Un occhio al cuore e uno al portafoglio: i single scelgono così la vacanza dei sogni. Secondo un sondaggio del tour operator Speed Vacanze, specializzato in vacanze e crociere per single, il 29% degli spiriti liberi ammette che il fattore che condiziona maggiormente la scelta della vacanza è la possibilità di conoscere gente nuova.

L’esigenza di risparmiare e ricavare il massimo divertimento al minor costo possibile riguarda invece il 21% dei single che confessa di considerare il costo, il primo fattore che condiziona le preferenze di viaggio.
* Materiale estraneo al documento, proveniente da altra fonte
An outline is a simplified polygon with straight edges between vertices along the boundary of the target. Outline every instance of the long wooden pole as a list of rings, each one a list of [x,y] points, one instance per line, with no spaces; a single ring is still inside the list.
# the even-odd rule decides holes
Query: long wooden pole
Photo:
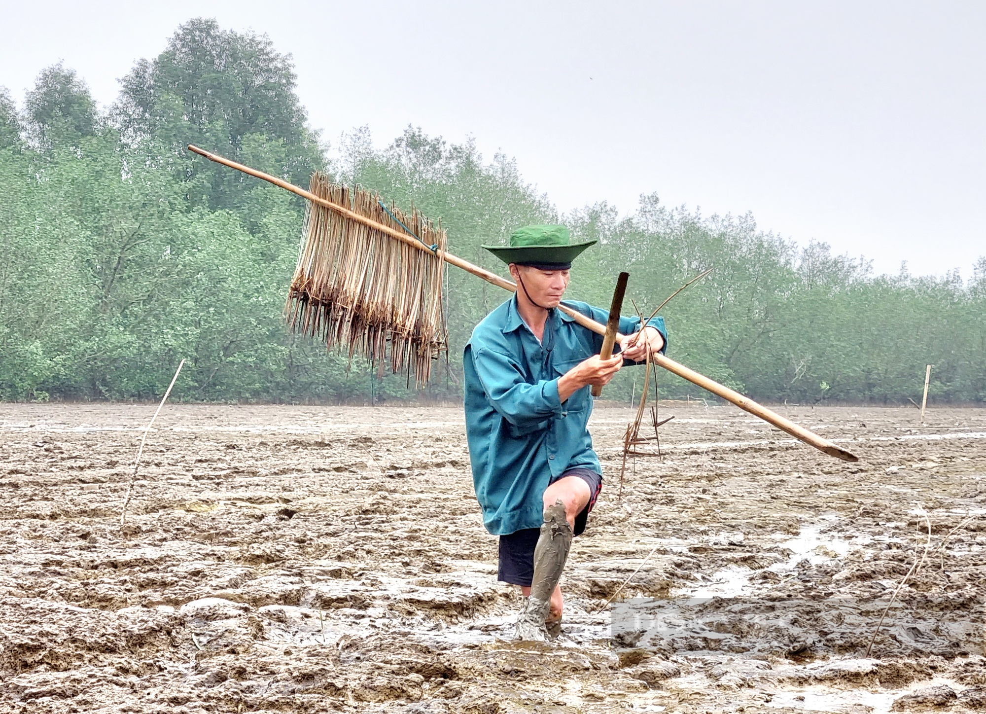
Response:
[[[312,193],[311,191],[307,191],[304,188],[300,188],[296,186],[294,183],[290,183],[282,178],[278,178],[277,177],[271,176],[270,174],[264,174],[263,172],[257,171],[256,169],[250,169],[248,166],[244,166],[243,164],[238,164],[235,161],[230,161],[225,157],[218,156],[217,154],[212,154],[208,151],[205,151],[204,149],[199,149],[197,146],[192,146],[189,144],[188,150],[196,154],[199,154],[201,156],[204,156],[209,161],[214,161],[217,164],[222,164],[223,166],[228,166],[231,169],[242,171],[244,174],[248,174],[251,177],[255,177],[265,181],[269,181],[270,183],[273,183],[274,185],[289,190],[292,193],[297,193],[298,195],[307,198],[313,203],[317,203],[319,206],[325,206],[326,208],[329,208],[335,211],[336,213],[345,216],[346,218],[356,221],[357,223],[362,223],[365,226],[369,226],[376,231],[381,231],[382,233],[386,233],[387,236],[390,236],[391,238],[397,241],[402,241],[403,243],[406,243],[408,246],[413,246],[414,248],[420,249],[422,250],[431,250],[429,246],[424,245],[423,243],[421,243],[421,241],[418,241],[413,236],[408,236],[406,233],[401,233],[400,231],[396,231],[390,228],[389,226],[385,226],[381,223],[377,223],[376,221],[367,218],[366,216],[361,216],[358,213],[355,213],[347,208],[332,203],[331,201],[321,198],[320,196],[317,196],[315,193]],[[512,283],[510,280],[507,280],[506,278],[500,277],[496,273],[490,272],[489,270],[481,268],[478,265],[474,265],[467,260],[463,260],[462,258],[457,257],[456,255],[453,255],[444,250],[437,250],[436,253],[438,254],[439,257],[441,257],[450,265],[455,265],[458,268],[461,268],[462,270],[465,270],[468,273],[472,273],[473,275],[482,278],[486,282],[496,285],[497,287],[503,288],[504,290],[517,292],[517,285]],[[597,334],[603,334],[603,335],[605,334],[606,332],[605,325],[597,322],[595,320],[592,320],[591,318],[587,318],[585,315],[578,312],[577,310],[570,308],[567,305],[559,305],[558,309],[561,310],[566,315],[571,316],[575,320],[575,321],[581,324],[583,327],[591,329]],[[619,339],[623,335],[617,334],[616,339]],[[710,380],[705,375],[701,375],[698,372],[695,372],[694,370],[688,369],[684,365],[678,364],[674,360],[665,357],[662,354],[653,355],[652,359],[654,360],[655,364],[657,364],[659,367],[663,367],[669,372],[677,375],[681,379],[687,380],[693,385],[697,385],[698,387],[701,387],[703,390],[711,392],[717,396],[720,396],[726,399],[727,401],[736,404],[743,411],[747,411],[750,414],[753,414],[754,416],[759,417],[760,419],[763,419],[764,421],[770,424],[773,424],[778,429],[787,432],[791,436],[795,437],[796,439],[800,439],[806,444],[813,446],[818,451],[824,452],[830,457],[841,459],[844,462],[859,461],[859,459],[855,455],[851,454],[848,450],[833,444],[827,439],[822,439],[817,434],[814,434],[813,432],[810,432],[808,429],[801,427],[798,424],[795,424],[793,421],[789,419],[785,419],[780,414],[777,414],[768,409],[767,407],[758,404],[752,399],[743,396],[739,392],[734,392],[730,388],[725,387],[724,385],[720,385],[718,382],[715,382],[714,380]]]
“Per chi parte da solo è fondamentale conoscere gente nuova con cui condividere l’emozione del viaggio. Per questo si tendono a scegliere tipologie di vacanza o mete che favoriscono l’aggregazione. In un momento di crisi, tuttavia, è importante anche tenere sott’occhio il prezzo, soprattutto per i single che devono affrontare il costo del supplemento singola. Molti preferiscono rivolgersi così a quei tour operator che organizzano vacanze di gruppo e che permettono di condividere la sistemazione” spiega Giuseppe Gambardella, fondatore di Speed Vacanze e Speed Date, società che organizza eventi per single. 

Il 19% degli spiriti liberi, invece, considera prioritaria la presenza di uno staff di animazione per prenotare una vacanza. Gli accompagnatori, le guide turistiche e gli animatori, infatti, aiutano anche i più timidi a sciogliere il ghiaccio e  a fare nuove conoscenze durante la vacanza.

Vi è poi un 18% di viaggiatori scoppiati per i quali è fondamentale la qualità della struttura ospitante, tanto da considerarlo il fattore determinate per la scelta di una meta piuttosto che di un’altra.

“La maggior parte dei single parte da solo perché le proprie ferie non coincidono con quelle degli amici o perché la propria cerchia di amicizie è costituita principalmente da coppie. In questa situazione riveste un ruolo fondamentale l’animazione che facilita la socializzazione attraverso escursioni ed attività di intrattenimento. Secondo la mia esperienza molti partono per cercare nuovi amici, alcuni poi trovano anche qualcosa di più, magari un nuovo amore” prosegue Gambardella.

Soltanto una cerchia ristretta di single (13%), infine, dà importanza fondamentale alla cucina. Il resto dei single è disponibile ad adattarsi e a conoscere le abitudini culinarie di altri luoghi e culture.

“Di solito chi decide di partire da solo ha un’ampia apertura mentale, soprattutto se si tratta di giovani tra i 30 e i 40 anni. La volontà è quella di scoprire nuovi luoghi, ma anche nuove persone e nuove modalità di viaggio. Adattarsi ad una cucina diversa è davvero il minimo e spesso si rivela anche molto piacevole!” conclude Gambardella.